Milwaukee, WI - On Sunday, May 7, 150 people gathered for the annual commemoration of the Bay View Massacre. 137 years ago, in May 1886, over 14,000 union workers gathered outside the Milwaukee Iron Company Rolling Mill in demand of an eight-hour workday. These unionists had shut down every single business in the city of Milwaukee except the rolling mills in Bay View. As they were marching towards the mills, Governor Jeremiah Rusk ordered 250 national guard members be posted outside to prevent any striker from entering - these orders included shooting the marchers on sight and resulted in the death of seven people and many others injured. 

This year’s commemoration saw new faces in leading roles as the Wisconsin Labor History Society sought to bring in young union leaders of Milwaukee. Piper Hogan, a militant member of the Wisconsin Federation of Nurses and Health Professionals and active within the Young Workers Committee of the Milwaukee Area Labor Council, was the host for the event and stressed the importance of honoring labor history events in our community as a reminder that workers’ rights are still under attack today. There was a powerful balance between Piper’s speaking and the theatrics of the reenactment of the tragedy, which included 20-foot tall puppets.

The event concluded with a speech by Alan Chavoya, a member of American Federation of Teachers Local 212 and the outreach chair for the Milwaukee Alliance Against Racist and Political Repression, which represented the Coalition to Save Saint Francis Hospital and their struggle to reopen the labor and delivery unit there. He connected the struggles of the past to the struggles of the present.

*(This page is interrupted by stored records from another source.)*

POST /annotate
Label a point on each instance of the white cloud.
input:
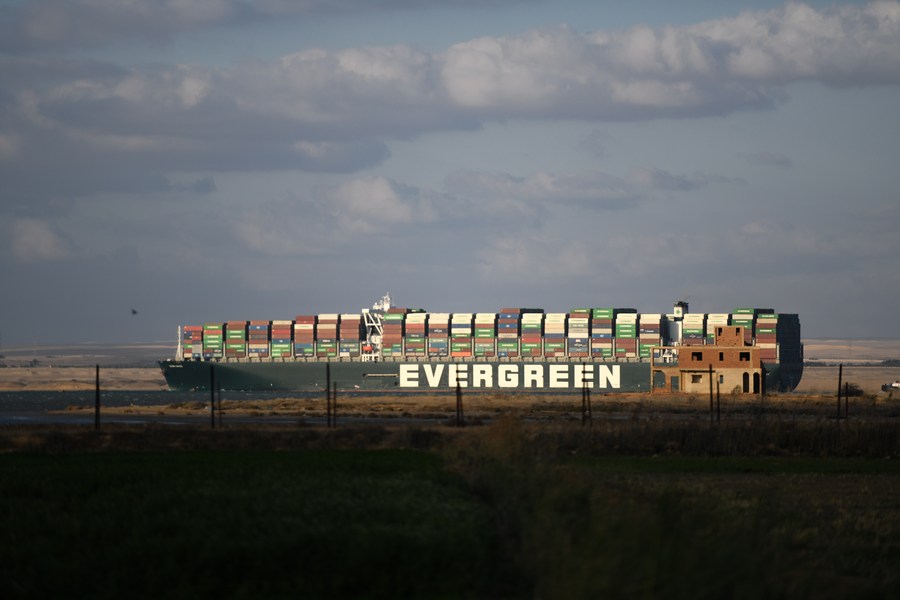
(321, 110)
(9, 146)
(525, 258)
(35, 240)
(371, 204)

"Thousands marched, and what did the Rolling Mill do? They deployed the local militia, killing seven people. Rolling Mill’s legacy is one that is aligned with violent repression of workers in our city. Whether it was in the 1920s and 30s when the police would be deployed against the workers on strike, or the police killing working-class Black and Latino people in Milwaukee. That’s their history," Chavoya said.

He continued, "Our history is the history of the thousands of brave workers who led the struggle 137 years ago. Of the seven martyrs. This is the history that the Coalition to Save Saint Francis Hospital is carrying forward."

Chavoya spoke on how the health care company Ascension has already created unsafe working conditions by severely understaffing its hospitals, which in turn creates an unsafe hospital for the community. Ascension has a history of closing down departments in an effort to cut costs - with labor and delivery units being the first department to shut down at other facilities before the company shuts down the entire hospital. Alan said the coalition demands Ascension reopen the labor and delivery unit at Saint Francis and will refuse to allow the company to shut down access to any other services at the hospital.

"So, as we continue with today’s commemoration of the people killed in the Bay View Massacre, we must recognize," Chavoya said, "that the major victories in our city to advance the interest of our people come from organized workers and community organizations forging an alliance capable of fighting back!"